Hello! Welcome! First time trying to write a blog post. Not the exactly normal technical content you would expect here, but if you want to read it then it's here.
I know not a lot of people will check my blog, but I wanted to write in a place where I feel comfortable and free to express myself and my feelings.
Over the last year, I have had spurts of time where I really could not stand living anymore. My morale was up for a while but it is finally withering away.
Everyday I would wake up and wish something would kill me. For reasons I can't explain myself, I could not do it myself. I think I would cry myself asleep nearly every night, quietly trying to hide it from everyone.
I think part of the reason I never took taking my life into my own hands is because of the thoughts I am having now. For sometimes now, the thought of "i don't want to die alone" has been pulsating through my head along with the thought "I don't want to live anymore". These are of course contradictive thoughts. The other surrounding thought is just scenarios of me picturing in my head how I would die. I imagined falling from a building and leaving some notes and things I considered deep to my heart at the top of the building for someone to find or just jumping into traffic but I never had the courage to carry either out. I wanted something to kill me instead. Simply put, I am scared to die but...
I will admit though, I was reluctant to write this post. I feel that many people that have similar thoughts like this to me are in a much worse place. For one, I have a family that tries their best to make me happy. Unfortunately I feel a disconnect between them and myself. They don't know these thoughts that go through my head. I also have friends from high school that, while I haven't seen in person for a year now, are generally available to talk to. But this topic would only lead to judgement and weigh them down with dealing with someone like me who thinks like this. So I rarely bring it up or try to make a half hearted joke.

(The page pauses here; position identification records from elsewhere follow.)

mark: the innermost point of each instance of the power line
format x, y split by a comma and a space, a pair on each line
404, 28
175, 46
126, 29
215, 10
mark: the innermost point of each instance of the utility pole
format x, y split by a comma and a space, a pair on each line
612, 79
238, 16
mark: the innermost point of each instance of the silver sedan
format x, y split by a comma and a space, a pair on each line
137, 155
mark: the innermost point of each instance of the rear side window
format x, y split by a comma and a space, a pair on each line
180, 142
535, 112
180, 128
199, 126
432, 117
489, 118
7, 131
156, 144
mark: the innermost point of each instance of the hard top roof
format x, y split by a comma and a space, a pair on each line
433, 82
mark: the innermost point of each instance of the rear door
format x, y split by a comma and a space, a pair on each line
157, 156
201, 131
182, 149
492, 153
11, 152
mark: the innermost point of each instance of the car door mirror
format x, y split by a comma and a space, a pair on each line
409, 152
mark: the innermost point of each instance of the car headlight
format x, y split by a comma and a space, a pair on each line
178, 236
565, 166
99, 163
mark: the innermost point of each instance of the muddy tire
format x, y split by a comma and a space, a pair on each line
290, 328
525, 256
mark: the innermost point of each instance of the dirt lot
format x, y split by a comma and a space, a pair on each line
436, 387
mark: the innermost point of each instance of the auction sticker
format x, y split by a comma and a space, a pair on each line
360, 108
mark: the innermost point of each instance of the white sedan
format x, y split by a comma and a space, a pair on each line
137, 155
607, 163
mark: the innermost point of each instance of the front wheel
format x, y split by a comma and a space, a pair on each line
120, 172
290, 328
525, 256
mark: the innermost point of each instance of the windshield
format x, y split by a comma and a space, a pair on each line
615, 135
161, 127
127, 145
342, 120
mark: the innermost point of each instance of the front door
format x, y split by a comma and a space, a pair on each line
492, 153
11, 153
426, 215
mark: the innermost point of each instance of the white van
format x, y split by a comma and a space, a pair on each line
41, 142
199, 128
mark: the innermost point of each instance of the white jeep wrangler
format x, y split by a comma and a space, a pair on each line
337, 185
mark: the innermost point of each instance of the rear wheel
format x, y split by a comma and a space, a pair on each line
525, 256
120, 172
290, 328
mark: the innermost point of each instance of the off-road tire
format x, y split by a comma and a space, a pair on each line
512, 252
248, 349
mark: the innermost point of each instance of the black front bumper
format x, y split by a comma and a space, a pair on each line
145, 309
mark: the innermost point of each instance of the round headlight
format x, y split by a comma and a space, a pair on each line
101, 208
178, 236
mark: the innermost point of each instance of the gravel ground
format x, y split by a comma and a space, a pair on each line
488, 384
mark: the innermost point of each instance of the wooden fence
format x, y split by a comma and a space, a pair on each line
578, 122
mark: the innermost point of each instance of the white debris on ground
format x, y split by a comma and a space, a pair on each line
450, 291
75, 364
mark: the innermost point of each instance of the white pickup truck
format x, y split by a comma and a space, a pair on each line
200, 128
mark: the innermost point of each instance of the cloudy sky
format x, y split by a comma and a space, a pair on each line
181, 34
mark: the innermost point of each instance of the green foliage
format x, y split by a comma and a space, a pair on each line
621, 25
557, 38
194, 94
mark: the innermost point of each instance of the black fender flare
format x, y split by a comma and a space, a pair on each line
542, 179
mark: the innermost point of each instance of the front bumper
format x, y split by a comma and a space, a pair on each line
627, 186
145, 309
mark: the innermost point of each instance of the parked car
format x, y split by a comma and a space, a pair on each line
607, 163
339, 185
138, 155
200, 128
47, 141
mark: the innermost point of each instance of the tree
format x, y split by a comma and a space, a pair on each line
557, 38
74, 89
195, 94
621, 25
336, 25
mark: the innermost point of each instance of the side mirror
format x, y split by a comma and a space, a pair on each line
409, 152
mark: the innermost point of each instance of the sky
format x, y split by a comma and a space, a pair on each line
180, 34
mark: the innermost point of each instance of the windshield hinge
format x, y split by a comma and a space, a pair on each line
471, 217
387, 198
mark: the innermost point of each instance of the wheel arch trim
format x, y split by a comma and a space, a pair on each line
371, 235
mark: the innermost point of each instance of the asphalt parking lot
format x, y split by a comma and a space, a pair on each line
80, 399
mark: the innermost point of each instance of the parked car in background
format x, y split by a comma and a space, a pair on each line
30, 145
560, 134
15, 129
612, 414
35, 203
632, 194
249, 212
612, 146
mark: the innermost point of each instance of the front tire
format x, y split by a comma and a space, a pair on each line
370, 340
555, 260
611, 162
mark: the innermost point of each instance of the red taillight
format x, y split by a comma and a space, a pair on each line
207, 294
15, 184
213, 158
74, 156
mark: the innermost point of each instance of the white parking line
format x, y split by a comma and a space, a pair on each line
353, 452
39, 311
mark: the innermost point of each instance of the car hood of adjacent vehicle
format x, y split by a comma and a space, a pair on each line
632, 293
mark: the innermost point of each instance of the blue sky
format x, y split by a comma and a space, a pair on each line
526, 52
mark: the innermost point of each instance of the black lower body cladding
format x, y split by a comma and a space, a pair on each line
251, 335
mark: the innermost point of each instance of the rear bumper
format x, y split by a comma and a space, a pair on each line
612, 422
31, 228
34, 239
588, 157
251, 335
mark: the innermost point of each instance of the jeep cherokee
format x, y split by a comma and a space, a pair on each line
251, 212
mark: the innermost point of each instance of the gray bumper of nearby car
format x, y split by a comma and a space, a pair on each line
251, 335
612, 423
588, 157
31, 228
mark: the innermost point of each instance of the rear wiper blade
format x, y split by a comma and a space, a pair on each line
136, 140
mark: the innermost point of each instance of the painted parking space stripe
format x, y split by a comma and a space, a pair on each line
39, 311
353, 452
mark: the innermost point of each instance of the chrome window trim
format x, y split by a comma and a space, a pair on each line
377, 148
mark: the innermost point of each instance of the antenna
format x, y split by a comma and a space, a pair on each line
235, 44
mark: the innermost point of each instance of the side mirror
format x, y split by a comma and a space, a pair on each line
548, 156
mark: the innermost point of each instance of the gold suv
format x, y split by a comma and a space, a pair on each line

I think many of my fears revolve around 1. The lack of romance in my life that I so dearly desire. And 2. The fear of the future. I don't want to be alone for my life, but everyone around me has a significant other, and I am really scared for what i will do after I graduate university. I don't want to let my family down. I feel like I am a complete worthless person to them. For them to spend so much time and money on me, only for me to be a piece of shit failure is something I don't want to continue. I'd rather kill myself than waste any more of their life on me.
The second part is a little less agonizing as there is still time before the day, but I feel really behind others.

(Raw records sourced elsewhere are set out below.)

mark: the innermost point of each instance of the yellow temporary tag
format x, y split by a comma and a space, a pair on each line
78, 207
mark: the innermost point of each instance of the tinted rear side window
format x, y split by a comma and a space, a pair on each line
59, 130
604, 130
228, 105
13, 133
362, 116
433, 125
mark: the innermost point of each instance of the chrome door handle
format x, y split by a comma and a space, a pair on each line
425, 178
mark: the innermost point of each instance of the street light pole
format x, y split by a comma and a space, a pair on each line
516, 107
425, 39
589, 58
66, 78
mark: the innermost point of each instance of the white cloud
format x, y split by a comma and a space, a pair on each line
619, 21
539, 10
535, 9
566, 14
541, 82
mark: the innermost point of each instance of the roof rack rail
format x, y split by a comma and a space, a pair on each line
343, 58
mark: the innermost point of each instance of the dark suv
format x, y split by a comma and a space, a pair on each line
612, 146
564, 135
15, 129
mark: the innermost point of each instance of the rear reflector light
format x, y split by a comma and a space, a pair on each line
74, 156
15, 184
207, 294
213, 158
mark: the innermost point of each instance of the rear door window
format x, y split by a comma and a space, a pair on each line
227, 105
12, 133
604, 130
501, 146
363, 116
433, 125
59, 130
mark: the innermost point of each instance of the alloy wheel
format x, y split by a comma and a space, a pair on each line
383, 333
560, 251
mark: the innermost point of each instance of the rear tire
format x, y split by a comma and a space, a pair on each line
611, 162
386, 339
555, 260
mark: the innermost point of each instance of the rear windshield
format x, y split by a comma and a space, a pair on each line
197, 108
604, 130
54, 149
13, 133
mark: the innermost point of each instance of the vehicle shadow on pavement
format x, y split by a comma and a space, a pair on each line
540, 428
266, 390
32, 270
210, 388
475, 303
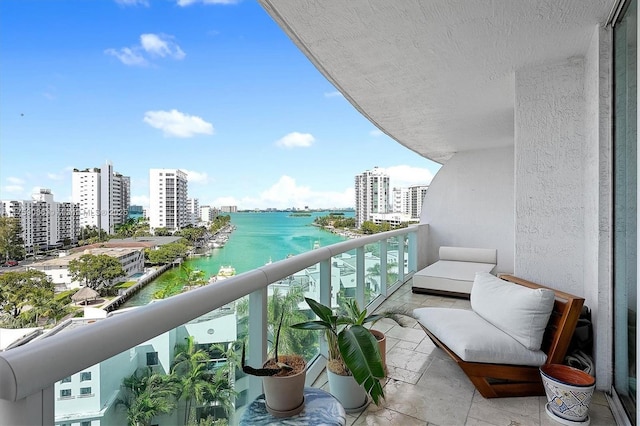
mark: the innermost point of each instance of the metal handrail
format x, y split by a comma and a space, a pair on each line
28, 369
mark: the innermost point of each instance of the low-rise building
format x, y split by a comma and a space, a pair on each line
131, 259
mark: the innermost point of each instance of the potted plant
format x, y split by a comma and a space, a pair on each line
283, 378
355, 358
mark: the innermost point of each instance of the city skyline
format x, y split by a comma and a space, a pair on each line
216, 90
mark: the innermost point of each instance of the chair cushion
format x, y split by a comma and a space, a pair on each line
521, 312
468, 254
475, 340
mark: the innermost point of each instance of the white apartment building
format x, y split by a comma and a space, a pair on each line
400, 200
45, 223
131, 259
104, 196
372, 194
416, 197
168, 207
193, 210
208, 213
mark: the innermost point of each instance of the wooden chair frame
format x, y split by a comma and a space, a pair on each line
504, 380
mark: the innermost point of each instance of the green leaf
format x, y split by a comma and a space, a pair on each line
361, 354
323, 312
312, 325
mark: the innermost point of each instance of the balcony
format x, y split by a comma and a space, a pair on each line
423, 384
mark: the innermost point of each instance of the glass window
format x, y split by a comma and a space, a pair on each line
152, 358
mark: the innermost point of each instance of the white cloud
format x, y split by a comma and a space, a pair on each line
14, 180
403, 175
287, 193
133, 2
128, 56
161, 45
296, 139
140, 200
334, 94
184, 3
152, 45
177, 124
12, 189
55, 176
196, 177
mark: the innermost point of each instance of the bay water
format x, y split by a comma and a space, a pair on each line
259, 237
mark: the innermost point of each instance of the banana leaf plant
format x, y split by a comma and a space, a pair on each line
351, 343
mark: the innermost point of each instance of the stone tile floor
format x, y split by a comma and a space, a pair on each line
425, 387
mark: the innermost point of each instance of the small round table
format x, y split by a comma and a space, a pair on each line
320, 408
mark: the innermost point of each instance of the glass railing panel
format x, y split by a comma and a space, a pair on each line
288, 296
184, 375
343, 278
392, 261
372, 272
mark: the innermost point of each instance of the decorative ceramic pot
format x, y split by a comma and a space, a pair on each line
351, 395
284, 395
569, 393
382, 344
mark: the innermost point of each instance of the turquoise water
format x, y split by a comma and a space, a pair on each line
258, 238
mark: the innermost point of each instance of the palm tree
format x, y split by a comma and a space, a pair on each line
222, 378
190, 370
147, 394
291, 341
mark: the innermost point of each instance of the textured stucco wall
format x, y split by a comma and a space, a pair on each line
470, 204
598, 201
549, 176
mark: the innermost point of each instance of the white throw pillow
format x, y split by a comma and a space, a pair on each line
521, 312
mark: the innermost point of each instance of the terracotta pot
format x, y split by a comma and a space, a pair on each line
284, 395
569, 392
382, 343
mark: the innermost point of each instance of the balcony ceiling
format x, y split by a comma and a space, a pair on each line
437, 76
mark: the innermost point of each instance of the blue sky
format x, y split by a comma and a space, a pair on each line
211, 87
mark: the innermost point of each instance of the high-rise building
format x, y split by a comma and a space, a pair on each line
400, 200
208, 213
104, 197
168, 199
416, 196
193, 211
45, 223
372, 194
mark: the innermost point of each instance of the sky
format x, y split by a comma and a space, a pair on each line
211, 87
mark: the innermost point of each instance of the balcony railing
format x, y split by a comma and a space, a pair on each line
377, 265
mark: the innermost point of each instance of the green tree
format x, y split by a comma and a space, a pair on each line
145, 395
190, 369
95, 270
22, 289
193, 234
292, 341
11, 244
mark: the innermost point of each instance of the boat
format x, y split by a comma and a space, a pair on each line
225, 271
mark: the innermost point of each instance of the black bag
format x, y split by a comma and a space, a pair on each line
580, 351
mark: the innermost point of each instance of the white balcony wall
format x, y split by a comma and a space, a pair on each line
562, 182
549, 148
470, 203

It's mainly the first part with some other problems as well. I once heard a phrase that went like something like this "The thing every person wants the most, is always the furtherest away".

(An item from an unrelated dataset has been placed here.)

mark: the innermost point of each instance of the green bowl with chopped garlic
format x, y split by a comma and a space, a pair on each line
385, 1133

Everytime I explain my situation to someone I know, whether it's a highschool friend or my family's friends children that are my age, it's always the same 2 answers:
"Just wait. You'll find someone"
Or
"You have to put in the effort"
Maybe I am just unworthy of anyone.
Maybe one day I will break this courage and just kill myself. But until then, I'm with these thoughts that hurt my heart with so much agony. I don't even cry anymore, I just feel my heart wrecked with pain.
I apologize for this long wall of nothingness text, and I'm sure most will see it as a pathetic complaint. I just wanted somewhere to write this and make my heart hurt a little less.